Beside her, Jennifer coos quietly. She looks down at her sister’s plain, sensible face. She is due to be married in three weeks to Richard Wright, a big-eared boy from the village who works in the local mine. Jennifer will be sad that Rosie isn’t there, particularly as they have already found her the material for a bridesmaid’s dress, a floaty peach linen which hangs unhemmed in the front parlour, where her mother, a gifted seamstress, will work on it, giving her fingers a rest from edging the fine lace of Jennifer’s veil.

She will be sad, too, that Rosie will not be there for the move into the village cottage already earmarked for them, the inevitable first baby, and the second, and the third. But Jennifer will be fine. She has a good heart, and she is happy. It strikes Rosie that to be oblivious, particularly to all that is bad in the world, might mean happiness.

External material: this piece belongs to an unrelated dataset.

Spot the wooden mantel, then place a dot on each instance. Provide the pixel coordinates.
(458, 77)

But Rosie is not oblivious. She knows evil. She has lived with it, eaten bread and soup beside it, bid it good morning each day. For her, happiness will be different. Slowly, silently, she mouths the words on the poster she’d spied down in the village one last time. Daring performers! Ladies of all ages! Sensational new venture! Then, silent as the night, she creeps out of bed. It is past midnight. Her father is not coming. She will fetch Tommy Pony and she will leave this place, for good.